As we continue through the COVID-19 pandemic, and extreme weather conditions resulting in numerous disasters, and the environmental changes threatening our existence on this earth I have become aware that we – humans – need to do something different. If we keep doing the same things, we will continue to get the same results. (“Austin Talent Acquisition | High Tech Recruiters-HireFactors”) If we continue with the same results, the outcome will not be favourable. Thus, following what McKim and Goodwin (2021) have to say we need complexity theory as the foundation of leadership for sustainability.
Will we embrace leadership for sustainability?
We are not seeing any form of leadership for sustainability from the current leaders making the headlines. Maybe we need to step up and be leaders rather than leave leadership to the elected officials, big corporations, and the very wealthy. Afterall, they don’t seem to be doing a particularly good job. There have been changes occurring over the years that have not been addressed.
What can we do?
According to McKim and Goodwin (2021) “leadership scholarship and practice must change to equip all individuals with the capacity to disrupt systems, collaborate across differences, learn continuously, and build relationships in an effort to collectively advance toward a more ecologically, socially, and economically sustainable future.” (“Complexity theory: The changing role of leadership”) This resonates positively and powerfully with me.

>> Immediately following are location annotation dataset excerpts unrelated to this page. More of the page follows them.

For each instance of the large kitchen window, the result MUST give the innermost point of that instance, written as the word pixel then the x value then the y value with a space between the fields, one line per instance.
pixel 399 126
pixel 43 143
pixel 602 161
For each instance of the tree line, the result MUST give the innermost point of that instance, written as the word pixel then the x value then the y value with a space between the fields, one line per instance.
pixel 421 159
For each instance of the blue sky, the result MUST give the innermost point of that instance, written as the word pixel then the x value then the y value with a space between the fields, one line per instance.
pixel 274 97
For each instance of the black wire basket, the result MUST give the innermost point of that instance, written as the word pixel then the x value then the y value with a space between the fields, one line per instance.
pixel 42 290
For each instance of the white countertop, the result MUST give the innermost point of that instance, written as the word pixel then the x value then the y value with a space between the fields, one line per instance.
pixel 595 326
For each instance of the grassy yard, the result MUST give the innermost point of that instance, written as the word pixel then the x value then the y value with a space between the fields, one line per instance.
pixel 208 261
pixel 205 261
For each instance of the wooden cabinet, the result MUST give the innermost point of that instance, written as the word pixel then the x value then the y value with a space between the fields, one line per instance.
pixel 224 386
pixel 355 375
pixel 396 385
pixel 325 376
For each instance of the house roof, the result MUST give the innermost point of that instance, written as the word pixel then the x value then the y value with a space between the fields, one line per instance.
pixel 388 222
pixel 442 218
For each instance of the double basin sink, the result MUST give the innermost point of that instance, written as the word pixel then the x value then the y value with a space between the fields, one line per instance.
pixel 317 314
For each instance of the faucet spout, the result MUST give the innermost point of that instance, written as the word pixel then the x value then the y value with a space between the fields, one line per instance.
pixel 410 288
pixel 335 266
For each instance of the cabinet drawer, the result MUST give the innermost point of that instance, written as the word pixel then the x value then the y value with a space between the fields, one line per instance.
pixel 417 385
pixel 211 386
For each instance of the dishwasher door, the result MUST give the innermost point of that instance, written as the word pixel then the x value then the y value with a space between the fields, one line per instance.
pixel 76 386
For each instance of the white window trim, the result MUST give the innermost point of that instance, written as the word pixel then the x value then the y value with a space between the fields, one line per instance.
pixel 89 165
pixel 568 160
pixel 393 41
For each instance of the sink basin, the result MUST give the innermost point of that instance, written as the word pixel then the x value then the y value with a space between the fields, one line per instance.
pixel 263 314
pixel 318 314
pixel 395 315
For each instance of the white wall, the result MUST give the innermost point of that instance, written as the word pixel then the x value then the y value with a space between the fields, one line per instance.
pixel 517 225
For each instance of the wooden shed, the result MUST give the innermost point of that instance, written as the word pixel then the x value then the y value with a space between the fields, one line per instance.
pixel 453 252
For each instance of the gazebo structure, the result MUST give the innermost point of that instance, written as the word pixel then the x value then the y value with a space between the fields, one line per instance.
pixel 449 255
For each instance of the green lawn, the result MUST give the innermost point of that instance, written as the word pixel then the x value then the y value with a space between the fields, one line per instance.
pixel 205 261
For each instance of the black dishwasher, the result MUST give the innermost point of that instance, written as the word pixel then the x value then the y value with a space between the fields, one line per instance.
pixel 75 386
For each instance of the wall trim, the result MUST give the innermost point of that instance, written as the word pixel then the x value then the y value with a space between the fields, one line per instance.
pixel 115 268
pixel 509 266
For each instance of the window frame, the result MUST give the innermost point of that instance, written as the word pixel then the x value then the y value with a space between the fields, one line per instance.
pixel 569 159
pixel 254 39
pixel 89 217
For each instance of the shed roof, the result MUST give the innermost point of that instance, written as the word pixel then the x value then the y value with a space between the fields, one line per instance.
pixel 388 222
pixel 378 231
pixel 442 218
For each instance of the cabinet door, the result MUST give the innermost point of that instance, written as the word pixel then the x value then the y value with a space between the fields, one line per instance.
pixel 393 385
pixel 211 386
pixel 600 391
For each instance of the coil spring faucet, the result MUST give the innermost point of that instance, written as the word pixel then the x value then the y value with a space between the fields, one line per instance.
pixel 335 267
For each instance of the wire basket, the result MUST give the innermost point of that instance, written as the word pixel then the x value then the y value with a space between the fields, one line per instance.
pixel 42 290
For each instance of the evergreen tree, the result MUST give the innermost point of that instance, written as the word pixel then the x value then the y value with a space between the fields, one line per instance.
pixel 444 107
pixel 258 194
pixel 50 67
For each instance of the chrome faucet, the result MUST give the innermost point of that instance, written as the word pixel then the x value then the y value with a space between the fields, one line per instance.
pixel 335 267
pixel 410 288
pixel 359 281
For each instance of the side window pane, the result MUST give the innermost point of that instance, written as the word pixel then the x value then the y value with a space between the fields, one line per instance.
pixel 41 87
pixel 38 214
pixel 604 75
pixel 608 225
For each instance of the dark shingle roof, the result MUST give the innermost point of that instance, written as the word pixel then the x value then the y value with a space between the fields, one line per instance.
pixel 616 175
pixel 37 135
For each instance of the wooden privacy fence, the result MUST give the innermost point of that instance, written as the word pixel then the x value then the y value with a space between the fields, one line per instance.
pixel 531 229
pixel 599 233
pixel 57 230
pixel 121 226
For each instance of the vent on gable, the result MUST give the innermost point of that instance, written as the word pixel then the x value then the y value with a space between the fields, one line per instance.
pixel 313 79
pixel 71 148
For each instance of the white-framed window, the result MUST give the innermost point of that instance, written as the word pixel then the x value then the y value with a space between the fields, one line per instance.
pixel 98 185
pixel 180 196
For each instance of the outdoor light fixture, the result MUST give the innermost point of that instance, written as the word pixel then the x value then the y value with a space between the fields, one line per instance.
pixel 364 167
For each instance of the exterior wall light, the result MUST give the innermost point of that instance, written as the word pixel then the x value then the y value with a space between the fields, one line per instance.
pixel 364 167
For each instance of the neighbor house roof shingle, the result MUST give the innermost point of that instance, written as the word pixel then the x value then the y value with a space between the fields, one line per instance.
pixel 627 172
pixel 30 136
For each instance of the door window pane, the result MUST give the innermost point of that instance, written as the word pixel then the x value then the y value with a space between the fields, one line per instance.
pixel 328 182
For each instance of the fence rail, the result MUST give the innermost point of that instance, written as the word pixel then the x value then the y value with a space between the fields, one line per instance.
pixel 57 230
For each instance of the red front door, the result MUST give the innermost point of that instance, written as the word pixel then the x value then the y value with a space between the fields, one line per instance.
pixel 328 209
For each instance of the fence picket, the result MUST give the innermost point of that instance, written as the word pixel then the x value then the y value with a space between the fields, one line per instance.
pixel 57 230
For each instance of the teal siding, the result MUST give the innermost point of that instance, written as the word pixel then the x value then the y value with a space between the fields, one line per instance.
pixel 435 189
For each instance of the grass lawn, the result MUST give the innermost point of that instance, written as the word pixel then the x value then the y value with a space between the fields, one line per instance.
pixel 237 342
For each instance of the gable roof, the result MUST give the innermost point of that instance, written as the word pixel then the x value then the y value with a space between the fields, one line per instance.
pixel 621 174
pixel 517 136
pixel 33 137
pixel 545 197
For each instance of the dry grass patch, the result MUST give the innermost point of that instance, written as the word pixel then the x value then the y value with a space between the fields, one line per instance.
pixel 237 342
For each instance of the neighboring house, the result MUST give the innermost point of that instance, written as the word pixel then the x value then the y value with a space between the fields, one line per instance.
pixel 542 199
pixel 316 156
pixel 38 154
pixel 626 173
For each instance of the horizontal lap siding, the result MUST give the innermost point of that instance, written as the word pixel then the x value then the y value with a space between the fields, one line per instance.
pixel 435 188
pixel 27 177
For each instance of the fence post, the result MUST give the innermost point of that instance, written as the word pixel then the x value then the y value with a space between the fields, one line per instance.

Though this might sound a bit rebellious I adamantly support this notion and believe it is where our hope for the future lies. We will not go back to what we thought was normal prior to COVID-19. Those days are long past. Nonetheless, we do not need to be fearful or mourn their loss. We simply need to open our minds, hearts, and emotions to view the world in a unique way. If you are not curious you need become curious and ask difficult questions. I suggest we start with ourselves; ask yourself the difficult questions; what are my values, what beliefs have I carried all my life that might no longer be true, and where will I be and what will my life look like in the future – five years, ten years, maybe even as far as twenty years. Though we probably can’t fathom what changes will take place in those time frames, it behooves us to at least ask and make changes according to our values and strive for a positive future. If the current path of our world continues the future seems somewhat bleak.
Complexity theory is a profound shift in the way we understand and see the world. The linear thoughts, still very prominent in our world, need to change. Complexity theory suggests a non-linear, dynamic, emergent, and self-organizing system that is unpredictable and uncertain, according to Marion and Uhl-Bien (2001). Already we have complex systems where the interactions of the parts require understanding. An open, curious mind is needed to understand these interactions and encourage innovation, on-going learning, and change to evolve or emerge.
Complexity theory has provided a basis for complex leadership, systems leadership, and adaptive leadership. Moving away from traditional leadership models where hierarchy, prescriptive processes, and managed change are the roles of a few at the top. With complexity leadership we will see leaders clarifying the emergent processes of systems as they self-organize (McKim & Goodwin). Leaders will encourage disruption of existing patterns of behaviour within systems and will stimulate the exchange of information, ideas, and innovation (McKim & Goodwin).
Anyone and everyone can and must identify as a leader and accept the connected responsibilities (McKim & Goodwin). There is no place for anyone to sit back and say, ‘it’s not my job.’ Leadership is everyone’s job. Open your minds, your hearts, and your curiosity to move forward, disrupt, and see what emerges.
I will be continuing to share information about complexity leadership in future blogs and I look forward to your comments and discussion.
McKim, A.J. & Goodwin, C.M. (2021). Emergent opportunities in complexity, leadership, and sustainability. Journal of Leadership Studies, Volume 15, Number 3, 2021.
Marion, R. & Uhl-Bien, M. (2001). Leadership in complex organizations. The Leadership Quarterly, 12,389-418.